Do you have any employees or is it just you in the office?
Right now, we have 2 staffers and several contractors. We’ve had a little larger staff in the past, but have struggled with retention. Part of being a better business person was putting in a stronger process for onboarding/training, so that’s what I’ve been working on for the last 2-3 months. I expect to make 1-2 hires in the next 45 days.

What challenges have you faced in your business? How have you overcome them?
The biggest challenge was having the expertise as a communicator, but not as a businessperson. So I did a lot of things the hard way, including not charging enough for services, not understanding the difference between gross revenues and profit, assuming that initial discussions automatically mean a contract gets signed, I could go on. I’ve since worked very hard to be as good at running a business as I am at delivering the services that we provide. I’ve done that by getting good mentors, having an advisory board for my company and attending professional development programs such as the executive education program at Dartmouth as well as Goldman Sachs 10,000 Small Businesses. I’m still learning!

How do you market your business?
About 75 percent of our business is referral. But when the economy bottomed out in Michigan in 2009, I realized we had to be more aggressive. So, we’ve done a lot of online advertising and we also try to stay visible through PR. This year we will probably invest the largest amount to date in advertising.

Which types of advertising do you plan on utilizing? Why?
We will definitely do online advertising focused on SEO (Search Engine Optimization) and social media (since organic growth through some sites has gotten tougher), and are planning at least one print ad in a very targeted publication that reaches a client base we’re trying to grow. The increased investment comes after I, as a student in the Goldman Sachs 10,000 Small Business program in Detroit, designed a plan for growth, both with a specific service as well as with a specific clientele. We need to brand this service in an aggressive fashion and target in a way that gets the clients we want, and I think an online campaign will help do that. We also always do a level of sponsorships for charity and golf outings, so that’s planned as well. Additionally I have been applying for business grants like the one the NASE awards (NASE Growth Grants) and if awarded, the sky’s the limit with our advertising.

What's your schedule like, what's a typical day for you?
I live and die by a to-do list, so that’s the first order of business. Outside of that, there’s no typical day. I could be drafting news releases, doing media coaching or arranging a photo shoot….or I could spend the day “cold calling” for clients through networking events, emails or on the phone. Because we do crisis management, there’s always a chance that whatever is on the schedule just increased tenfold, because a crisis usually requires pretty immediate and intense action. So it varies, but much of it involves writing, calling and interfacing with either clients, potential clients or the press corps.
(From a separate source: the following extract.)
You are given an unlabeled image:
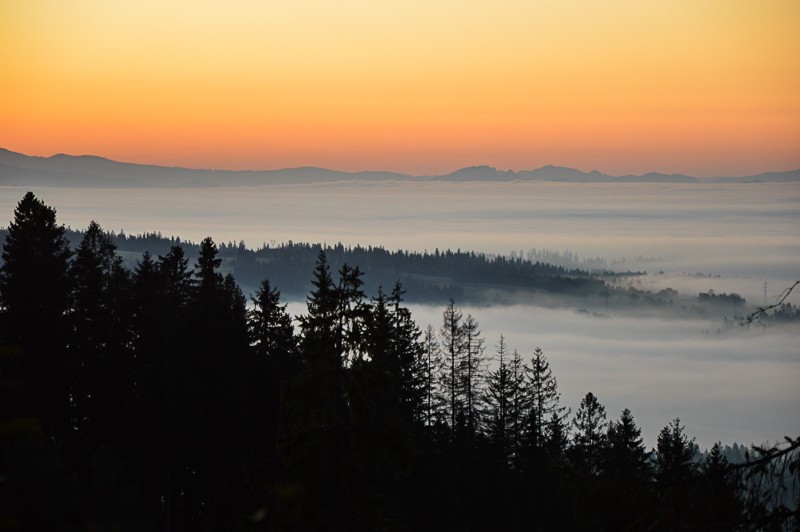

Do you work primarily in Detroit and Michigan? Do you have or accept clients nationally?
The bulk of our clients are based in Michigan, but we’ve also been involved in national publicity campaigns such as the push for comprehensive climate legislation and helping a Fortune 500 company based out of Houston when it needed some crisis management. We’ve had clients in Missouri, Illinois, Ohio, North Carolina and New York as well; I’m sure there’s more, but that’s what comes to mind.

Before we wrap up, three quick questions, what’s the best thing about being self-employed?
The flexibility is great, but even better is being in a position to empower others, either by telling their stories to get others to act; by hiring them on as staffers or by enlisting them as contractors.

What’s the best compliment you’ve ever received from a client?
“I know we would not be where we are without the work you’ve done.”

What’s the most important piece of advice you would give to someone starting their own business?
Don’t be the business. Run the business.